Archive of Courses

Fall 2015

CTIH-T600, Special Topics in Critical Theory: “Aesthetic Education – Learning To Live.”
Professor Eyal Peretz (Comparative Literture)

What is the role of art in life? This is the main question animating, implicitly or explicitly, the major artistic creators as well as the fundamental thinkers and theoreticians of art from the second half of the eighteenth century to our own days. Perhaps the most fundamental intuition all these writers share is that a third term needs to be introduced in order to understand the relation of art to life, and this term is education. Art somehow involves, these writers seem to feel, an education; an education in, or perhaps into, life. It is as if there is a special kind of education that only the passage through art can be responsible for—a learning to live. This would seem to mean that until we have not fully experienced, until we have not been educated into, what art is, or could be, we do not yet know what life is, or could be. Yet a fundamental intuition of these modern thinkers is that we precisely have never yet fully known what art is, have never yet been fully educated into it, and that we have never yet fully known what life is, have never fully been alive.
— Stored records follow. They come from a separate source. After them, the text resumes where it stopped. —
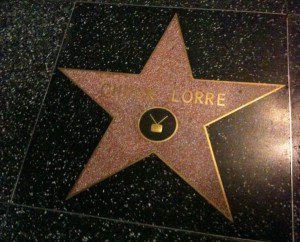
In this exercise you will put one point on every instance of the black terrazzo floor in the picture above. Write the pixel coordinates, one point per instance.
(49, 127)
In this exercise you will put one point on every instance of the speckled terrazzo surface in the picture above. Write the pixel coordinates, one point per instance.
(147, 201)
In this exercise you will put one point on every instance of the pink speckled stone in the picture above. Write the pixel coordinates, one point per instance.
(188, 152)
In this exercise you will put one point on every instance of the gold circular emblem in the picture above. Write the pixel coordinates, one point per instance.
(158, 124)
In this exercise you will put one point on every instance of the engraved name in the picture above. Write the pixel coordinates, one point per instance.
(183, 96)
(198, 97)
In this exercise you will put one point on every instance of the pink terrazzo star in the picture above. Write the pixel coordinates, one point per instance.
(165, 81)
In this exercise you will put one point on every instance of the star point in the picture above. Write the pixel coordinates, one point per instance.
(166, 81)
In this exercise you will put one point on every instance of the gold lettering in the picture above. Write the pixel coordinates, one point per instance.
(221, 99)
(190, 96)
(174, 100)
(198, 97)
(209, 98)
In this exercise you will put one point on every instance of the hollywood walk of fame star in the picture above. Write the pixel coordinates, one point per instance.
(166, 83)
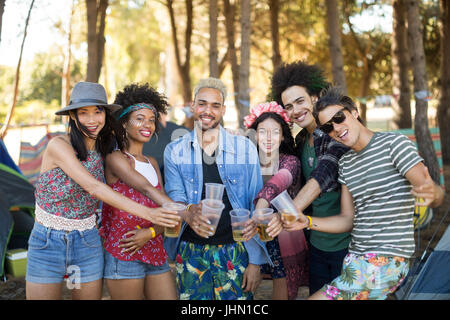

The education called aesthetic is therefore extremely mysterious since it is an education into something that is yet unknown, life, with the means of something that is equally unknown, art.

This class will try understand the nature of this mysterious education through two unknowns, and will also try to understand why precisely these terms—art, education, life—have received a newly conceived and prominent place at a certain moment of the experience of Western culture.

Readings may include: Plato, Plotinus, Saint Augustine, Descartes, Diderot, Rousseau, Kant, Goethe, Dickens, Schiller, Wagner, Nietzsche, Bergson, Freud, Artaud, Bataille, Chaplin, Heidegger, Lacan, Foucault, Hadot, Deleuze, Derrida.